3.01.2011

Books

A few more books that I just finished were great reading and educational...Here is the first book that all lovers of snow and Ullr would enjoy...It is written by a younger journalist Jeremy Evans with a foreword by Glen Plake.... The name of the book is In Search of Powder: A story of America's Disappearing Ski Bum.

This is a pretty straight forward book filling you with some history on different ski areas, the ski industry in the US, and how it is becoming harder and harder to make a living as a ski bum!!! Even though I never would say I was truly a ski bum over the years I have had plenty of friends, family(older bro), and lots of friends that have given it a hell of an effort working summers and skiing all winter....This does not mean I have not had my share of days skiing; be it backcountry, slackcountry, lift service, or just waiting to hit some nice corduroy at the local nordic center...Skiing has been in my blood since a very young age when my parents got us into nordic skiing and then at a little older age my older brother got me into the apline world...I truly hope I can get some form of skiing in until the day I die!!!

That being said one of my favorite sentences from this book is found on page 107...." if people are doing what makes them happy, then they are living life right and they got their priorities straight." I would add to this if you are doing this and not hurting or harming anyone else then you definitely have your priorities straight!!! One more sentence I felt worthy of passing on is on page 194...."What was impossible yesterday is today's absolute limit, tomorrow's commonplace.
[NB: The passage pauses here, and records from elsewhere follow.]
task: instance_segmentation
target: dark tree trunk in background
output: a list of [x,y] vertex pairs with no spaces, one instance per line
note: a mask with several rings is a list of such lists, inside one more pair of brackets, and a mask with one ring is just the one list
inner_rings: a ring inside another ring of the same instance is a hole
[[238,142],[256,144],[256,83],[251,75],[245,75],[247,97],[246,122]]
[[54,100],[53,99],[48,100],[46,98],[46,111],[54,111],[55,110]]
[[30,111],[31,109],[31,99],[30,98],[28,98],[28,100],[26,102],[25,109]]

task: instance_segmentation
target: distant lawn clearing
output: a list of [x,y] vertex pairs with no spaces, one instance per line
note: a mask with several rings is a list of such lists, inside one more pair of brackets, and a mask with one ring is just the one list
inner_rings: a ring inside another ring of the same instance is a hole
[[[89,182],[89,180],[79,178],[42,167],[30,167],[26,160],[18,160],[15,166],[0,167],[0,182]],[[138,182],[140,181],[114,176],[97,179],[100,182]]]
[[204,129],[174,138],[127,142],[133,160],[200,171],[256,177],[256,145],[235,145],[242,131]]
Today this is the limit."

Cheers to an enjoyable book...



The second book was written by Wade Davis, it is a series of the Massey Lectures, "The Wayfinders" that broadcast in November 2009 as part of the CBC Radio's Ideas series. The title of the book is The Wayfinders: Why Ancient Wisdom Matters in the Modern World..

These lectures to me were a wonderful experience and I will reach for them in different aspects of my life to keep in check....This book contemplates what it really means to be human and reviews a few different cultures from different regions around the world. One passage I really enjoyed was about the Polynesians and how they traveled centuries ago. On page 77 it went something like this:

"How long they would stay depend on the wind. Time meant little. Wealth was not defined as ownership, but by the prestige and status that came to one who gave well and thus secured a social network, a sort of human capital of culture, a treasury of ritual debts and obligations that would yield interest to one's clan and family forever."

To me this is a beautiful paragraph and I would have loved to have seen the Polynesian culture or any culture for that matter at this time in history...

Hope you all are enjoying yourselves and cheers to good reading to get the mind on an adventure!!!